Este é um Estado que teve seis anos José
Sócrates à frente do governo, carregado de suspeitas de corrupção, mentira e
conspiração contra o Estado de direito – e nada fez para esclarecer as dúvidas.
José Cutileiro, autor de um dos melhores livros
sobre Portugal, Ricos e Pobres
no Alentejo, contou ao Observador
uma
daquelas histórias que resumem um país. A certa altura, o seu alfaiate teve
de ir a Braga, como testemunha num julgamento. E eis como, de regresso,
sintetizou a sua prestação: “Bom, o juiz queria que dissesse a verdade, mas
eu…”
O perjúrio nos tribunais é um clássico nacional.
Em Visitas ao Poder,
Maria Filomena Mónica registou a impressão que lhe fez assistir em Lisboa, na
década de 1990, a audiências sucessivas em que a mentira era obviamente uma
rotina a que todas as testemunhas se entregavam, e que os juízes acolhiam com
indiferença.
José Cutileiro comenta: “isto é impensável a
norte de Poitiers! (Em) todos os países que tiveram a Reforma, que foram
luteranos ou calvinistas, uma pessoa não se pode gabar de perjurar num
tribunal”. A explicação das imperfeições nacionais pelo catolicismo é um lugar
comum republicano. Mas com todo o respeito, parece-me que Cutileiro andou mais
perto da razão noutro ponto da entrevista: “há uma linha qualquer, que passa
provavelmente um pouco a norte de Bruxelas. Acima deste paralelo, as pessoas
normalmente acreditam no que lhes dizem e o poder que haja é considerado
legítimo. Abaixo dessa linha, as pessoas em princípio não acreditam no que as
outras dizem e o poder em princípio não é talvez tão legítimo como isso”. Esta
é a questão: porque é que em Portugal o poder não é legítimo, e porque é que as
pessoas não acreditam?
O problema não foi o catolicismo. Foram antes
aqueles que, julgando que era esse o problema, começaram, no século XIX, por
fazer tábua rasa de todas as instituições e tradições, deixando para trás uma
população rural e analfabeta que se habituou a olhá-los com desconfiança. Sob
vários regimes, desde então, Portugal teve formas de Estado identificadas com
pequenas cliques políticas sem legitimidade reconhecida e sustentadas apenas
pela força ou pela manipulação. As leis e as instituições mudaram
frequentemente, com apenas uma constante: as excepções para os amigos. A esse
respeito, vale a pena lembrar outra história, a da visita de António Nobre ao
consulado de Portugal em Paris, na década de 1890, salvo erro para validar um
passaporte (cito de memória). A certa altura, o próprio cônsul se revolta com
os emolumentos, e comenta: “este Estado é um ladrão”. E trata de arranjar
maneira de Nobre pagar menos. O cônsul era Eça de Queirós. Ajudou António Nobre
porque era um confrade das letras. Como se dizia sob a República, “para os
amigos, tudo; para os outros, a lei”. Porque não haviam “os outros” de mentir
ao Estado, de tentar escapar aos impostos, ou de fugir à “lei”, quando sabiam
que esta só valia para quem não tinha “padrinhos”?
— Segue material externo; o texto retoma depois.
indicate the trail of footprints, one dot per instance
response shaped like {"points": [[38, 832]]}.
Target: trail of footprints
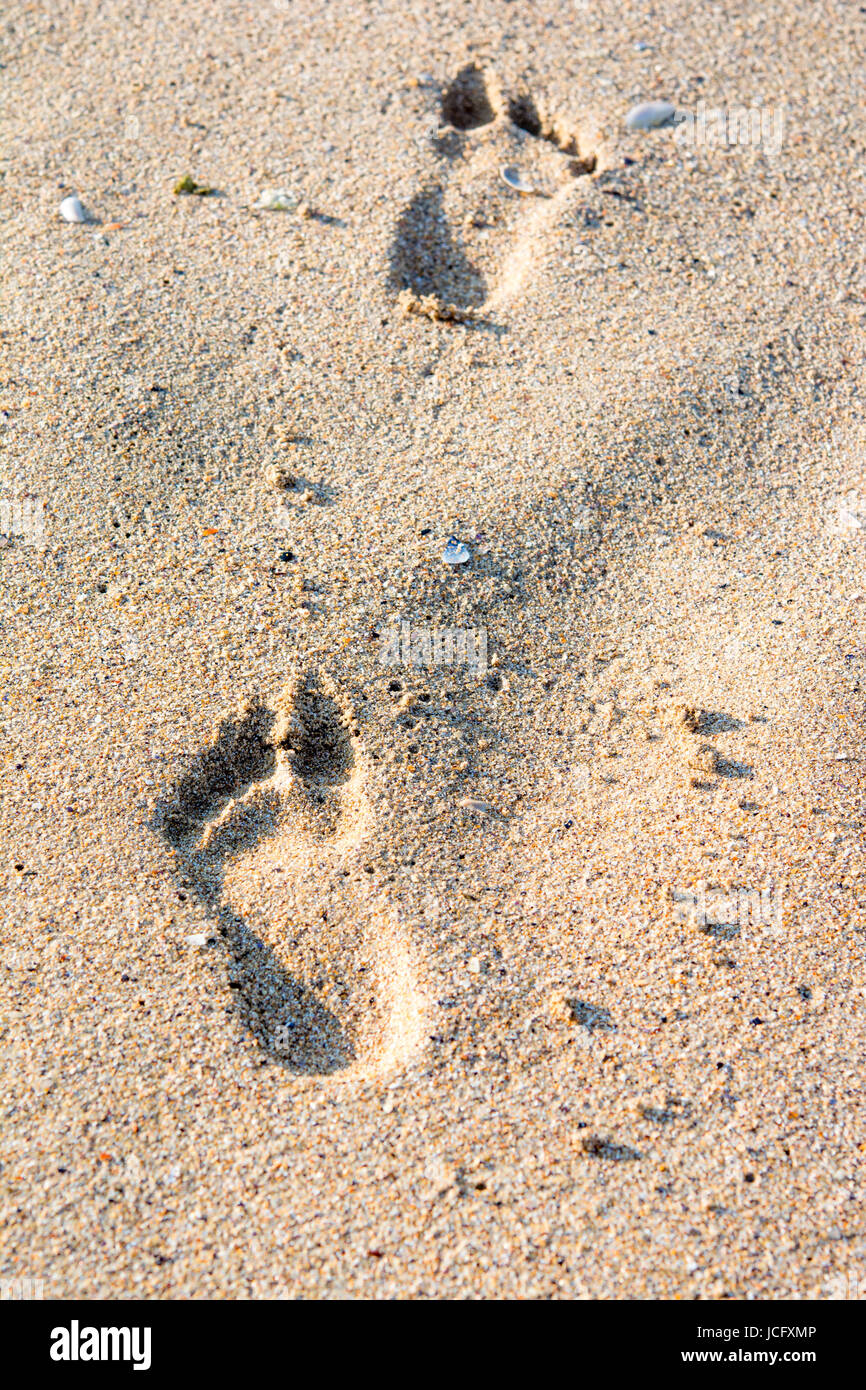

A ilegitimidade do Estado foi agravada por
outras tendências. Por exemplo, o modo como a defesa do poder teve sempre
prioridade sobre o seu escrutínio e responsabilização. Ou ainda, a maneira como
os vários regimes, para se fazerem populares, não hesitaram em suscitar
expectativas inviáveis, sujeitando depois o país a choques sucessivos:
bancarrotas como as de 1891 ou 2011, inflações demolidoras como as dos anos 20
ou dos anos 70 e 80. Demasiadas promessas e esperanças acabaram em cortes e
impostos. Como é possível “acreditar no que nos dizem”? Acima da linha de
Bruxelas, está também, por exemplo, a Europa com as menores taxas de inflação
dos últimos 50 anos (veja-se o livro de Vítor Bento, Euro Forte, Euro Fraco).
José Cutileiro tem razão: “esta espécie de
indiferença pela verdade e a mentira em relação ao Estado é uma grande falha
nacional”. Mas a mentira do Estado em relação aos cidadãos, a indiferença do
Estado pela verdade é a outra metade dessa “falha nacional”. Este é um Estado
que teve seis anos o afinal não-engenheiro
José Sócrates à frente do governo, ostensivamente
carregado de suspeitas de corrupção, mentira e “atentado contra o Estado de
direito” – e nada conseguiu fazer para esclarecer as dúvidas, num sentido
ou no outro. Como ter confiança? Não, não foi só a falta de Lutero e de Calvino
no século XVI.
[ Rui Ramos, no Observador ]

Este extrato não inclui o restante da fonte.